Suspect in kidnap and killing of Zhang Yingying may blame his mother’s pregnancy diet, court filings reveal
Brendt Christensen’s lawyers say the nutrition he received in the womb is relevant to their client’s complex case, as they seek to delay trial and oust judge
Lawyers for a former physics student accused of kidnapping and murdering Zhang Yingying, a 26-year-old University of Illinois scholar from China, may use details of his mother’s pregnancy diet to help argue their client’s case, newly filed public records reveal.
They also say they want the judge overseeing the death-penalty case to recuse himself, though they don’t spell out why.
In documents filed Wednesday in federal court in central Illinois, Brendt Christensen’s lawyers argue the case is so complex that they’ll need until June 2019 to prepare for trial, including to potentially research their 28-year-old client’s genealogy and prenatal care. Prosecutors want a trial much sooner, in October.
Both sides agreed a scheduled February 24 trial date had to be struck after prosecutors announced in January they’ll seek the death penalty, citing allegations Christensen tortured Zhang before killing her. Capital punishment is available in federal cases – but rarely sought. The state of Illinois abolished the death penalty in 2011.
The defence must go through voluminous evidence, with less manpower than federal prosecutors have available. That includes thousands of written documents, 14 discs of wiretapped calls, a DNA report and hundreds of hours of phone calls recorded from Christensen’s jail. There also is data from seven computer hard drives and four cellphones, according to the defence.

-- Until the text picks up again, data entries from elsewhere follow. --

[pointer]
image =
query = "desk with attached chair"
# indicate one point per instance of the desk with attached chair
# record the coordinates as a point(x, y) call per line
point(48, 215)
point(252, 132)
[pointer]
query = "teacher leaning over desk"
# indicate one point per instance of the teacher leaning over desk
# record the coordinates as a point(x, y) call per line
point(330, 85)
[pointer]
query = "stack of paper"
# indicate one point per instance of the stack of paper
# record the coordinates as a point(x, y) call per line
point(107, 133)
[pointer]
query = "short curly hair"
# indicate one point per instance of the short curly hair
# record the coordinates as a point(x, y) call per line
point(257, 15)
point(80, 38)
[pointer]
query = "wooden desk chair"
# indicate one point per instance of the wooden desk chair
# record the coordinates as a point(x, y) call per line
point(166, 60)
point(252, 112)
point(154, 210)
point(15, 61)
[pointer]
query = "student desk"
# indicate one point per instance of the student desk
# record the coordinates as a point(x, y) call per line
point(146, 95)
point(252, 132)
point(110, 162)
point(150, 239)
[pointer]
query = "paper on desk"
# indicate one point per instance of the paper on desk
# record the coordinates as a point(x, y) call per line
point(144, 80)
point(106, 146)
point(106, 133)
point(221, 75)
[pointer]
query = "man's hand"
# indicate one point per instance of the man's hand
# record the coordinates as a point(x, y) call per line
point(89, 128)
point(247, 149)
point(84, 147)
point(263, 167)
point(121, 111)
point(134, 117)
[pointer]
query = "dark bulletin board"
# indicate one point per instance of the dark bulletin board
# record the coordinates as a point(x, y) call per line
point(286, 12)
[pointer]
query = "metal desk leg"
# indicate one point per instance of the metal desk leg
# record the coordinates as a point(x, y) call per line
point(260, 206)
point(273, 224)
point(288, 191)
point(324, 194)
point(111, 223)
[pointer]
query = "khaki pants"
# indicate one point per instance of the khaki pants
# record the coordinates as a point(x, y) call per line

Zhang’s disappearance on June 9 on her way to sign an apartment lease off campus in Urbana drew international media attention. The daughter of a semi-trailer driver in China had just missed a bus when Christensen lured her into his car, prosecutors say. Her body has never been found.
Prosecutors agree there’s a new layer of complexity now it’s a death-penalty case. In a Wednesday filing requesting an October 16 trial date, prosecutors estimated trial testimony should last two weeks, while any death-penalty phase could last for three weeks.
The scope of the effort to save his life would involve a “comprehensive collection and analysis of every record that exists concerning the defendant,” defence filings say. A “multigenerational investigation of (Christensen’s) family tree” and research into nutrition he received while in his mother’s womb could offer insight into his mental state, the defence argues.
They cite New York psychiatric epidemiologist David Freedman as saying: “Even such common events as preterm birth and low birthweight … are associated with later psychiatric and medical illnesses.”